If differences in life outcomes shrink when we control for these sorts of cultural variables, then this refutes anyone who believes that only the genetic narrative or only the systemic racism narrative is correct. Black incarceration rates did not decline because of changes in genes. Black students do not spend less time on homework because of systemic racism.
Conclusion
It would appear that we can close racial gaps by paying attention to culture. It may take a long time to figure out which policies work, and then it may take time for the policies to have an effect, but we need not adopt the attitude of hopelessness implied by the genetic narrative nor adopt the revolutionary stance implied by the systemic racism narrative.
A focus on culture does not mean a focus on black culture. If better outcomes arise from two-parent households, then this is true for all races. If spending sufficient time on homework improves school performance, then this is true for all races.
In short, I favor generic policies to promote behavior that leads to better outcomes. Contrary to what has been in vogue lately, particularly since the death of George Floyd, race should not be the focus. Get the cultural propensities right, and the racial gaps will close by themselves.
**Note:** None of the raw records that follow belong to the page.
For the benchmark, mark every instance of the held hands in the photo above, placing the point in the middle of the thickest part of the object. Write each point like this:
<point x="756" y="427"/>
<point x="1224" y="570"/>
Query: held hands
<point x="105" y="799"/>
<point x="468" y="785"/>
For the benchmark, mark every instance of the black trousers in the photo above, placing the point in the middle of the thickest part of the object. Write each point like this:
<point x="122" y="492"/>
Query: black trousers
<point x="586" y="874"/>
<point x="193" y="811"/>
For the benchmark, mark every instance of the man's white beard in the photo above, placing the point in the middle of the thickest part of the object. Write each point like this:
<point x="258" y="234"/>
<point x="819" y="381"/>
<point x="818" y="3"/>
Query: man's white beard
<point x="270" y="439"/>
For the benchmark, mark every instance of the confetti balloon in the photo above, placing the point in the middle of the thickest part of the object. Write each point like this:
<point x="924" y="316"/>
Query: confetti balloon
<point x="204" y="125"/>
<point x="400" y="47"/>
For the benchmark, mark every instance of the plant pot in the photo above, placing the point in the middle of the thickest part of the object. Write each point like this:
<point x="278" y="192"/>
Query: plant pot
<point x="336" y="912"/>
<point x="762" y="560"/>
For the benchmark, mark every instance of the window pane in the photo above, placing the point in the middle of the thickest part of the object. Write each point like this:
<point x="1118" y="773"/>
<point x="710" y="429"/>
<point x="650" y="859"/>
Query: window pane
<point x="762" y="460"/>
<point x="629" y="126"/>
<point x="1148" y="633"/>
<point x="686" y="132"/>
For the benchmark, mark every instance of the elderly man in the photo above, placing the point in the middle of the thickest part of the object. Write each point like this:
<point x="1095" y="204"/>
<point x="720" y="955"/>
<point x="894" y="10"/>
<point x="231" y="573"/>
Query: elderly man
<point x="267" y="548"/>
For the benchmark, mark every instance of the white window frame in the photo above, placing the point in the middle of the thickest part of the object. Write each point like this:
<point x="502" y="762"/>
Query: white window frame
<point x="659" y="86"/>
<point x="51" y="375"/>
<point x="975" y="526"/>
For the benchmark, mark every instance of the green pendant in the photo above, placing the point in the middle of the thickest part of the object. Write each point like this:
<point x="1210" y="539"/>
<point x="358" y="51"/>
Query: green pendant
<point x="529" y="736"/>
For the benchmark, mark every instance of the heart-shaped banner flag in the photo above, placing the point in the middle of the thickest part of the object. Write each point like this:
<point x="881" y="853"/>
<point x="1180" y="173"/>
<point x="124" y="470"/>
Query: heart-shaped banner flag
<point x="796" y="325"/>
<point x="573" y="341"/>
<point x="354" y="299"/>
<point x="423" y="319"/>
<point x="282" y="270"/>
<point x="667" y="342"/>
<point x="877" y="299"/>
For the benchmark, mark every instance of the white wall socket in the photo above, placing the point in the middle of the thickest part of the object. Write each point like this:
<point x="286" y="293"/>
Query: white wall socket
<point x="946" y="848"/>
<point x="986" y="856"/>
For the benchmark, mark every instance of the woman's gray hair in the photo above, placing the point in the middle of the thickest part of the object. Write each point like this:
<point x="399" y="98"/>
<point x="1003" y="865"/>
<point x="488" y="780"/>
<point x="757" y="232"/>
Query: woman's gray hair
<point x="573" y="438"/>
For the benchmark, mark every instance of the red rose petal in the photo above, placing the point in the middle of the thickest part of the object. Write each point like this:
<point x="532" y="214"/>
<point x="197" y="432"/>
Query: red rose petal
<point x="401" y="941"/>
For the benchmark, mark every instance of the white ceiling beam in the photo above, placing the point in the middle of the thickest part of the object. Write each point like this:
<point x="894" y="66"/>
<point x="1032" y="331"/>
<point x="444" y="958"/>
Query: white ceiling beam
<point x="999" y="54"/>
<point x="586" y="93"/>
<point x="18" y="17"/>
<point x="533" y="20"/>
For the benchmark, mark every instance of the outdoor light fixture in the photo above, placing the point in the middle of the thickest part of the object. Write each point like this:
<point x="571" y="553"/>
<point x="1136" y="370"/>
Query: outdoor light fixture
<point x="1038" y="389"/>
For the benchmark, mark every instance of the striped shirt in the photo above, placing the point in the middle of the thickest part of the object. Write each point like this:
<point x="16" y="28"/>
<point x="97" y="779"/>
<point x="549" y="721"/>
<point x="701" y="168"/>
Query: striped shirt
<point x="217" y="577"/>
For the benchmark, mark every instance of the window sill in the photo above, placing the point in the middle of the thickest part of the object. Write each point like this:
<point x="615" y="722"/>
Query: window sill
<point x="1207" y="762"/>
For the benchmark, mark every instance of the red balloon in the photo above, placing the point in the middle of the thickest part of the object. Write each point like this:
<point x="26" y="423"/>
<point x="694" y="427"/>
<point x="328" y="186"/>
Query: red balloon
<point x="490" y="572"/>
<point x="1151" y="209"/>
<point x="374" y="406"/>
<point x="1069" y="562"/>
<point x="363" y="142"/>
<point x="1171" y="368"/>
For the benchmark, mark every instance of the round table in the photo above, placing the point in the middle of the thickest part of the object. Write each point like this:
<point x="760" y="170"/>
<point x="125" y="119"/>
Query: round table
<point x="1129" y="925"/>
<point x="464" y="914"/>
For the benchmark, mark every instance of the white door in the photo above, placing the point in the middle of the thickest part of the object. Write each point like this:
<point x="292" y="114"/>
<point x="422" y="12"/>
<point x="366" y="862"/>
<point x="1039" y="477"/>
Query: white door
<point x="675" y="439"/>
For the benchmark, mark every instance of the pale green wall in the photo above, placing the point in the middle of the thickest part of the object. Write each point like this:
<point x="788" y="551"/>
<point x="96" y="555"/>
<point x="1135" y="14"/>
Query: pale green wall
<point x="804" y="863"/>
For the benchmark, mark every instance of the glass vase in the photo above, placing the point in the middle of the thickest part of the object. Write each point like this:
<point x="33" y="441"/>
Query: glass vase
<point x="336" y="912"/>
I think you give too short a shrift to the idea that public policy can, at the margin, ameliorate some of the entrenched consequences of our historical legacy of racism (and these entrenched consequences are a big part, though not all, of what is generally meant by systemic racism). A couple of examples:
1. Black kids are AIUI much more likely to grow up in areas of concentrated poverty, and growing up in an area of concentrated poverty is bad for anyone's life outcomes. This disparity is at least partly due to the legacy of racist housing policies which led to residential segregation patterns, and housing policies aiming to break down those segregation patterns and move people to opportunity could ameliorate it.
2. Black kids are also more likely to be victims of lead pollution, and the distribution of lead pollution is due at least in part to environmental racism. So a race-neutral effort to remove environmental lead everywhere, which is likely a good thing for the whole population, would also act to narrow racial gaps.
I share the tendency to attribute most of these differences to cultural causes rather than genetics or systemic racism, but isn't it plausible that the change in incarceration rates for black males over that time span was due to society taking remedial steps to reduce the effects of systemic racism?
In particular, if we take "cultural causes" to act through the habits and indicators that a person learns and exhibits, and "systemic racism" to act through differential expressions of government power, the change in incarceration rates looks like some combination of both. If one follows a link from the Pew article to a Marshall Project essay, https://www.themarshallproject.org/2017/12/15/a-mass-incarceration-mystery, there are a number of factors contributing to the change. Both crime and arrest rates have dropped since the 1990s; the former is more of a (putative) cultural-cause effect, and the latter a (putative) systemic-racism effect. The War on Drugs shifted focus over this time, from crack to meth and opioids, and criminal justice reform was disproportionately adopted in urban areas. I think this at least weakly or partially supports the systemic-racism position, although one could argue -- even from what the Marshall Project presented -- that the effect is partly a kind of systemic-reverse-racism, treating rural crime more strictly than urban crime.
On the other hand, that we reduced such a disparity by a third with relatively ordinary changes to the polity, strongly undercuts the claim that correcting those problems "requires revolutionary change".